Cell potency

Cell potency
Pluripotent, embryonic stem cells originate as inner mass cells within a blastocyst. The stem cells can become any tissue in the body, excluding a placenta. Only the morula's cells are totipotent, able to become all tissues and a placenta.

The potency of a cell specifies its differentiation potential, or potential to differentiate into different cell types.[1]



Totipotency is the ability of a single cell to divide and produce all the differentiated cells in an organism, including extraembryonic tissues.[2] Totipotent cells include spores and zygotes. [3] In some organisms, cells can dedifferentiate and regain totipotency. For example, a plant cutting or callus can be used to grow an entire plant.

Human development begins when a sperm fertilizes an egg and creates a single totipotent cell (zygote). In the first hours after fertilization, this cell divides into identical totipotent cells, which can later develop into any of the three germ layers of a human (endoderm, mesoderm, or ectoderm) and into cells of the cytotrophoblast layer or syncytiotrophoblast layer of the placenta. After reaching the 16-cell stage, the totipotent cells of the morula differentiate into cells that will eventually become either the Blastocyst's Inner cell mass or outer trophoblasts. Approximately four days after fertilization and after several cycles of cell division, these totipotent cells begin to specialize.

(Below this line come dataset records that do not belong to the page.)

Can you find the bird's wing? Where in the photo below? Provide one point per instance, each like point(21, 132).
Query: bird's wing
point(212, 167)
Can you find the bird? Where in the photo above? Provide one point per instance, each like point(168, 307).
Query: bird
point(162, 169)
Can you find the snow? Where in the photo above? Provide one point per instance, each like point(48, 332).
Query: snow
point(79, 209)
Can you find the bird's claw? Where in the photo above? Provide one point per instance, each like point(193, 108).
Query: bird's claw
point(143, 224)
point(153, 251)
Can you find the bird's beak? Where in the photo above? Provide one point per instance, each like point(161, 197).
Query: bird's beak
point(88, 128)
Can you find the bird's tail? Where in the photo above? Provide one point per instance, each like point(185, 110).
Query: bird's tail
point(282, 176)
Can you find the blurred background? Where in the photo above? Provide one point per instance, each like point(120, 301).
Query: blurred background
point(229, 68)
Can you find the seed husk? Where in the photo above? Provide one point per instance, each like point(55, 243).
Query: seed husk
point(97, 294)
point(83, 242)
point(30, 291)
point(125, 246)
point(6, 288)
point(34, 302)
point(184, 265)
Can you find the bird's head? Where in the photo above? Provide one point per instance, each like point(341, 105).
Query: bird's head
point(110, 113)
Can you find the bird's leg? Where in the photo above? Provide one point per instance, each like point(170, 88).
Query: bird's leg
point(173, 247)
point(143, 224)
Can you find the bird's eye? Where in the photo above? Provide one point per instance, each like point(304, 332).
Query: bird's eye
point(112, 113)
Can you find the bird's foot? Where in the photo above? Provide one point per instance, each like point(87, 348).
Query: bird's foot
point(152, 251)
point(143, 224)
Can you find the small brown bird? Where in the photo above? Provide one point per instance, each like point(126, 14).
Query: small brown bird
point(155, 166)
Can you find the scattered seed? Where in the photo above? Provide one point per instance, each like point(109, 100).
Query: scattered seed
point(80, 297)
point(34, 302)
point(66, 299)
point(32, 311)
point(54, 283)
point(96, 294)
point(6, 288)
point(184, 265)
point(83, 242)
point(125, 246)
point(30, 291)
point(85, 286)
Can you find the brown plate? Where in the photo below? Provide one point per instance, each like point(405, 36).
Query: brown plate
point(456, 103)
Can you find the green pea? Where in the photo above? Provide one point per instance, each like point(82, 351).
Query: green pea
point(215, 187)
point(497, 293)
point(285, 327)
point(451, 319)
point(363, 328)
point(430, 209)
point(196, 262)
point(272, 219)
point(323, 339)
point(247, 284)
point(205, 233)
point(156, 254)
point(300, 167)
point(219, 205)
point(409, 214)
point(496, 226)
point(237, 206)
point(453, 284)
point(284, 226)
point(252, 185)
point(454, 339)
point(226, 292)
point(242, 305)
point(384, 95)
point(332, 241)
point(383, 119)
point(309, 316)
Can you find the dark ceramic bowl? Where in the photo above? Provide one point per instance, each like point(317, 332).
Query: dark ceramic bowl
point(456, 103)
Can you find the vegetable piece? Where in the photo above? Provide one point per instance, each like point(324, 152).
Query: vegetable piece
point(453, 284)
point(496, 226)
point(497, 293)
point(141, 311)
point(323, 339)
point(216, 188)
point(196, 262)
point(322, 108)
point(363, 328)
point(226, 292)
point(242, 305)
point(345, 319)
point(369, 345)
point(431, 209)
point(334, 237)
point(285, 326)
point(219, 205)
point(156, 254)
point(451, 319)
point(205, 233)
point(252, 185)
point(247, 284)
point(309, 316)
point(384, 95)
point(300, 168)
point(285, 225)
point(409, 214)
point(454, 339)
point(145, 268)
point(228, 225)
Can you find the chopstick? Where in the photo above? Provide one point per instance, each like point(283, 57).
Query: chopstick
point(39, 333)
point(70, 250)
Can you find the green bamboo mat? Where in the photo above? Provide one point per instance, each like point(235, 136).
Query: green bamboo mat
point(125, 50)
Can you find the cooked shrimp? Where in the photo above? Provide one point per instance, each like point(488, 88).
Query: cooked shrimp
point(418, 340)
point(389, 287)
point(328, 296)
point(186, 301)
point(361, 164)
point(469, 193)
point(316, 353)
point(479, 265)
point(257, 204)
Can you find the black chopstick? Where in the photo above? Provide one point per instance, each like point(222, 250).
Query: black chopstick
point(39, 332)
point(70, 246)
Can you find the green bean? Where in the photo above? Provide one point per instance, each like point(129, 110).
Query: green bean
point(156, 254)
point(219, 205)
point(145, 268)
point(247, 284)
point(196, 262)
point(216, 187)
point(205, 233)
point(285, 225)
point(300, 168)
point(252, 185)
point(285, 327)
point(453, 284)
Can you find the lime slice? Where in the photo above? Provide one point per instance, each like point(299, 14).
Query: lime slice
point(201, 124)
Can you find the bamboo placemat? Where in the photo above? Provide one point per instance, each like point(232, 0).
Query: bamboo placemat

The inner cell mass, the source of embryonic stem cells, is pluripotent, not totipotent.

Research on Caenorhabditis elegans suggests that multiple mechanisms including RNA regulation may play a role in maintaining totipotency at different stages of development in some species.[4]


Human embryonic stem cells
A: Cell colonies that are not yet differentiated.
B: Nerve cell

In cell biology, pluripotency (from the Latin "plurimus" or "very many" and "potentia" or "powered") refers to a stem cell that has the potential to differentiate into any of the three germ layers: endoderm (interior stomach lining, gastrointestinal tract, the lungs), mesoderm (muscle, bone, blood, urogenital), or ectoderm (epidermal tissues and nervous system). [5] Pluripotent stem cells can give rise to any fetal or adult cell type. However, alone they cannot develop into a fetal or adult animal because they lack the potential to contribute to extraembryonic tissue, such as the placenta.

Induced pluripotency

Induced pluripotent stem cells,[6][7] commonly abbreviated as iPS cells are a type of pluripotent stem cell artificially derived from a non-pluripotent cell, typically an adult somatic cell, by inducing a "forced" expression of certain genes.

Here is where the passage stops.